I argued that even though Steiner makes an excellent case for an education system based on classical purposes, I am skeptical that such an approach can work in a secular school environment. An excerpt:
There is much to admire in David M. Steiner’s prescription for American education. Most of his platform already constitutes the focus of America’s revival of K-12 classical education, a phenomenon that is almost entirely taking place in faith-based private schools and public charter schools.
Steiner, however, seems most interested in the implications of teaching for wisdom in traditional public schools, and believes his agenda is appropriate for the kind of diverse, multicultural constituents served by these secular institutions. “The elements [of my proposal] are meant to inclusive, acceptable to those whose politics or beliefs would otherwise divide them,” Steiner writes.

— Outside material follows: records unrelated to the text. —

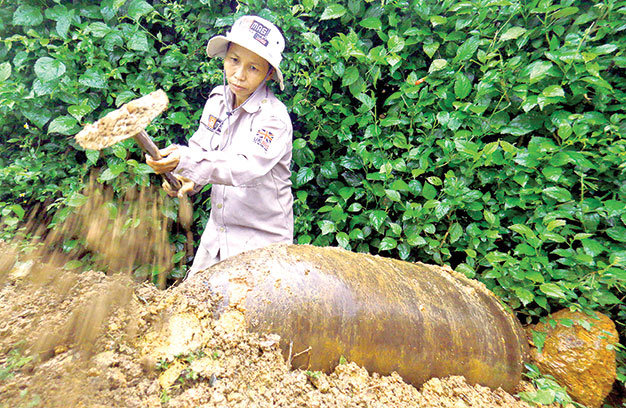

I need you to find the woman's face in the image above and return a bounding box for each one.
[224,43,272,108]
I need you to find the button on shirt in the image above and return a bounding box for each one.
[174,84,293,261]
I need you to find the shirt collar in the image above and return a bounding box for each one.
[217,84,267,114]
[241,84,267,114]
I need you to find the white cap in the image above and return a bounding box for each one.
[206,16,285,90]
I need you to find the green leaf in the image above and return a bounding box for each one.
[24,108,52,129]
[529,61,553,83]
[336,232,349,248]
[427,176,442,186]
[593,291,621,306]
[423,42,439,58]
[509,224,534,237]
[34,57,66,82]
[521,389,556,405]
[369,210,387,231]
[56,16,71,39]
[170,111,190,126]
[610,251,626,268]
[111,145,127,160]
[302,33,321,48]
[116,90,137,106]
[429,59,447,73]
[379,237,397,251]
[85,150,100,165]
[65,192,88,207]
[380,117,401,127]
[524,271,545,283]
[360,17,381,30]
[48,115,78,135]
[454,73,472,99]
[342,66,359,87]
[501,113,542,136]
[295,167,314,187]
[542,187,572,202]
[0,62,11,82]
[551,6,579,20]
[128,31,149,52]
[455,36,480,61]
[79,69,107,89]
[127,0,154,20]
[430,16,447,26]
[9,204,25,220]
[348,203,362,212]
[515,287,535,306]
[388,35,405,53]
[68,104,93,121]
[582,76,613,90]
[101,0,127,18]
[449,223,463,243]
[321,161,338,179]
[539,283,566,299]
[607,227,626,243]
[422,182,437,200]
[500,27,527,41]
[89,22,111,38]
[386,54,401,67]
[385,189,401,202]
[319,220,335,235]
[541,85,565,98]
[13,5,43,26]
[320,4,346,20]
[356,93,375,110]
[46,5,72,38]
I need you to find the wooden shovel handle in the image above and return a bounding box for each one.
[134,130,182,190]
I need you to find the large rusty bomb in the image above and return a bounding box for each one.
[181,244,529,392]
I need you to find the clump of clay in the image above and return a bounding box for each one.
[529,309,619,408]
[75,89,168,150]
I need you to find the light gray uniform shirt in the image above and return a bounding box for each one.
[174,84,293,265]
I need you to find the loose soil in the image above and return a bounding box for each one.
[0,258,560,408]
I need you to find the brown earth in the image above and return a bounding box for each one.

It is not clear, however, that this is the case. As much as we should hope that public education in America would embrace academic rigor and the ethical and aesthetic formation of children, the moral relativism of many of our citizens – and their children – make it hard to imagine a public school district adopting Steiner’s program. Steiner says that teaching phronesis is not the same thing as the amoral “values clarification” programs or bland, content-free “character education” programs of previous decades. But one can imagine the angry school board meetings where parents of various ideological camps demand to know “whose” virtues represent the standard to which students should be trained.